You can consult a Lactation Consultant about "increasing" your milk supply...but you will still need to come to a decision about when you want to wean him, or let him wean himself. Hypothetically, say you DO increase your milk supply... what then? Will you go back to nursing him more? Or less? Or STILL want to wean him, or let him wean himself?
Then the question is, do you want to do this for yourself, or for him? Weaning is bittersweet... but for both my kids, I let them self-wean. And they did. And it was fine. For me, and my Hubby, self-weaning was something we both believed in.
You can also do a google search and research "extended breastfeeding." This is what it is called.
You mentioned that you feel depressed about it and sad. That happens sometimes... but our children will grow up just fine, when weaned. And, as a Mom, we have to let them. But your son still seems upset about your diminished supply... but kids are adaptable, and he MAY get used to it.
But the thing is, you will have to find some sort of peace about it... and even if you DO increase your supply... then what? And, how long do you want to nurse? Sometimes, "our" time-line and hopes about it is not pertinent... because the child has their own level of "conclusion" about it or not, and their own timing.
Since you only breastfeed twice... that is a type of "weaning." And it may be that he is just upset over your body's natural diminishing of milk. Which does happen, as you nurse less and less. The body adjusts to the frequency.
But don't worry, it won't 'harm' him or traumatize him. But I think that a child will feel the anxiety a Mom has about it... and may react to that.

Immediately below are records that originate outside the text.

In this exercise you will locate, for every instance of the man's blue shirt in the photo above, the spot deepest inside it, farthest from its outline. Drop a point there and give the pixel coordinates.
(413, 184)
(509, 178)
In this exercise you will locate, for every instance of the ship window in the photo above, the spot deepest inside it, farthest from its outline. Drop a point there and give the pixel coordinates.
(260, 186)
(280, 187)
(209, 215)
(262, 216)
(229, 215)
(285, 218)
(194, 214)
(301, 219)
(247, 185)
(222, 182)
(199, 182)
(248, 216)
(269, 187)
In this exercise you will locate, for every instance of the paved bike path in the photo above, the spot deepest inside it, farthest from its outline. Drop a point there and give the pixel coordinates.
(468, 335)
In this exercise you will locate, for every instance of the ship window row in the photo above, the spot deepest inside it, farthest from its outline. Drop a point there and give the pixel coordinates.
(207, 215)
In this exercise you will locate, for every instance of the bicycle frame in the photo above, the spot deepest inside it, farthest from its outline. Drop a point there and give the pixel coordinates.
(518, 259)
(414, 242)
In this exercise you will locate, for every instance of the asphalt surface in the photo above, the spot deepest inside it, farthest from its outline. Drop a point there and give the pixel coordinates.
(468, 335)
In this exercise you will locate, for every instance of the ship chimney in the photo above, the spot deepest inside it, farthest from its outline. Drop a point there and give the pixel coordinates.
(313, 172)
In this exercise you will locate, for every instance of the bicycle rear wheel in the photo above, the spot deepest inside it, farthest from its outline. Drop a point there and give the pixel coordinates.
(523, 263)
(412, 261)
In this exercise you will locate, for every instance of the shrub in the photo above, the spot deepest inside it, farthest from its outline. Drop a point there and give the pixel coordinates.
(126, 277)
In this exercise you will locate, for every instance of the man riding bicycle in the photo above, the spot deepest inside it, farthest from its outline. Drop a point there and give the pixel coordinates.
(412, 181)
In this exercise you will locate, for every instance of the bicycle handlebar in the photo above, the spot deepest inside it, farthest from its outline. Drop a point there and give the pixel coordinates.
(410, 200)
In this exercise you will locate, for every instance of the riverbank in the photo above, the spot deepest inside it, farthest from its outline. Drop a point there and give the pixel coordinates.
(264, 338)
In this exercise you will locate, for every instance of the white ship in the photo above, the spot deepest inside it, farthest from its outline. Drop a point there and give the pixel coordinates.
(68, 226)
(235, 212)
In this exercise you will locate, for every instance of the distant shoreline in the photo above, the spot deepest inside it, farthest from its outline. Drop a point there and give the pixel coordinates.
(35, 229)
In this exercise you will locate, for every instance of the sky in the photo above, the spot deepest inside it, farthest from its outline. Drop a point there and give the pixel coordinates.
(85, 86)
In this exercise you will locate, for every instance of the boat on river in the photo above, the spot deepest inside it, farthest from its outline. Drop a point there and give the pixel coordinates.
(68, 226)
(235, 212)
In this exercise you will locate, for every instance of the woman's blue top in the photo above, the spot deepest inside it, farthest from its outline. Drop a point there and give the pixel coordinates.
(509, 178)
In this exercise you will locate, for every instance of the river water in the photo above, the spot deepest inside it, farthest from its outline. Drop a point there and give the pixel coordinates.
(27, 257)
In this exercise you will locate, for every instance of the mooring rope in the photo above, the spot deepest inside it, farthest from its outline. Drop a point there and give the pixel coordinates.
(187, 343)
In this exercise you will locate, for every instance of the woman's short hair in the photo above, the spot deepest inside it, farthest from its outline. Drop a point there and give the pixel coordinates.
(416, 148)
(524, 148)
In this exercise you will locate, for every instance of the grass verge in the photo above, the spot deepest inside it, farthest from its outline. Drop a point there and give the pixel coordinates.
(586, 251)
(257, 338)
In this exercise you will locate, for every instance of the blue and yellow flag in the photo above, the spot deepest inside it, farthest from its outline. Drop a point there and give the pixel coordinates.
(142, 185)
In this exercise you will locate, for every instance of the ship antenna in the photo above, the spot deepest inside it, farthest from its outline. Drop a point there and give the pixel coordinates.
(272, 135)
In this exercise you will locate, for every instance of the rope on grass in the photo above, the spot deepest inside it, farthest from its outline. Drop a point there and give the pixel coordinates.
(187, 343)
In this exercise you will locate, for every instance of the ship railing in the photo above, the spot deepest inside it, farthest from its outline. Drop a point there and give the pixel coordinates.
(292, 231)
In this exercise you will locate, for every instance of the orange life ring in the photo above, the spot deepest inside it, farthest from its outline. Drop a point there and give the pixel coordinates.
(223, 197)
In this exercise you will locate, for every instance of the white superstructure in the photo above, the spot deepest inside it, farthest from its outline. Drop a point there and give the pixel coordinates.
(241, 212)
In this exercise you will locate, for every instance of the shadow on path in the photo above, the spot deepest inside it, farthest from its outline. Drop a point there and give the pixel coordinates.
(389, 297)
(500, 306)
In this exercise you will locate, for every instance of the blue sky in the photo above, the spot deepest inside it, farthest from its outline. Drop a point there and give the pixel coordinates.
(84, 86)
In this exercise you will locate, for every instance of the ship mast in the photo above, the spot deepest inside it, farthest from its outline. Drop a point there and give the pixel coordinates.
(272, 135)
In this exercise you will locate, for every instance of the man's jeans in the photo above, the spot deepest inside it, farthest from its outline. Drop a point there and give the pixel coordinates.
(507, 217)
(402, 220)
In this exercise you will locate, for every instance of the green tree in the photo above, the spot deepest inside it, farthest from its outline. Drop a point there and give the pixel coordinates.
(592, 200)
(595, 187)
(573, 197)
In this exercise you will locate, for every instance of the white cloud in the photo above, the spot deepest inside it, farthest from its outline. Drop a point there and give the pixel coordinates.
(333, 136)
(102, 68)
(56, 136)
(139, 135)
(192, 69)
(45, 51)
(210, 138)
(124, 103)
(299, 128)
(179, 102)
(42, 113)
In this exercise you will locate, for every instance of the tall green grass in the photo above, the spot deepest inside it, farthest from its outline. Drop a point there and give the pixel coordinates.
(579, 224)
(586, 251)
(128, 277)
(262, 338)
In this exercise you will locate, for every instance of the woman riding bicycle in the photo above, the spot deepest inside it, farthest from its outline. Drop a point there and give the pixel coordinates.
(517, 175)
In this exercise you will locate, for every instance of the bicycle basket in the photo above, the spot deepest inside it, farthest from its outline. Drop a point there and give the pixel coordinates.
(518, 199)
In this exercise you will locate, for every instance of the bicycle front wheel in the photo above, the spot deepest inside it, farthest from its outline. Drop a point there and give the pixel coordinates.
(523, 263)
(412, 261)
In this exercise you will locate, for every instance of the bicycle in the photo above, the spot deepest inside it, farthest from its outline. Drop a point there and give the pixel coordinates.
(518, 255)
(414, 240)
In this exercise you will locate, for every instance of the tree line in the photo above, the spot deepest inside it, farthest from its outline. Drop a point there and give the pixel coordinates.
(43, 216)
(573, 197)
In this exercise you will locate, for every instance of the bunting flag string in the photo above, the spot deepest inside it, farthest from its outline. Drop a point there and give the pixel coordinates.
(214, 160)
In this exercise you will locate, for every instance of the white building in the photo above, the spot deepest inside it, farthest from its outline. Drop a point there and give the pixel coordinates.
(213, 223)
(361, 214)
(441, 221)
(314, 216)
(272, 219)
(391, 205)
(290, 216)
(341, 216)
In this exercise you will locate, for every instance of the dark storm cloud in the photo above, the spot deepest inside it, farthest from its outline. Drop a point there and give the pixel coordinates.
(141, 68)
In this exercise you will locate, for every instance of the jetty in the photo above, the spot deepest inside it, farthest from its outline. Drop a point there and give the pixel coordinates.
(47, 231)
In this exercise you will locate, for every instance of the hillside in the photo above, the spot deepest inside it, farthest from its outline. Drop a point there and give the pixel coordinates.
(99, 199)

*as a side note: do you know for SURE that he is unhappy at the breast because of "diminished" milk supply? Or is it because, possibly, he does not want to nurse anymore??? The reason I say this is because my son at about 12 months old, just protested/grumbled whenever I'd put him to breast.. ...and he just wanted a bottle. I still had tons of milk. But, he had, on his own, decided he no longer wanted to nurse. He weaned himself. I took HIS cues, and I finally realized what he was telling me. Then he was much happier.
Only you can decide, and your son. Don't feel pressured by you other family members telling you to quit or not. YOU are the Mommy.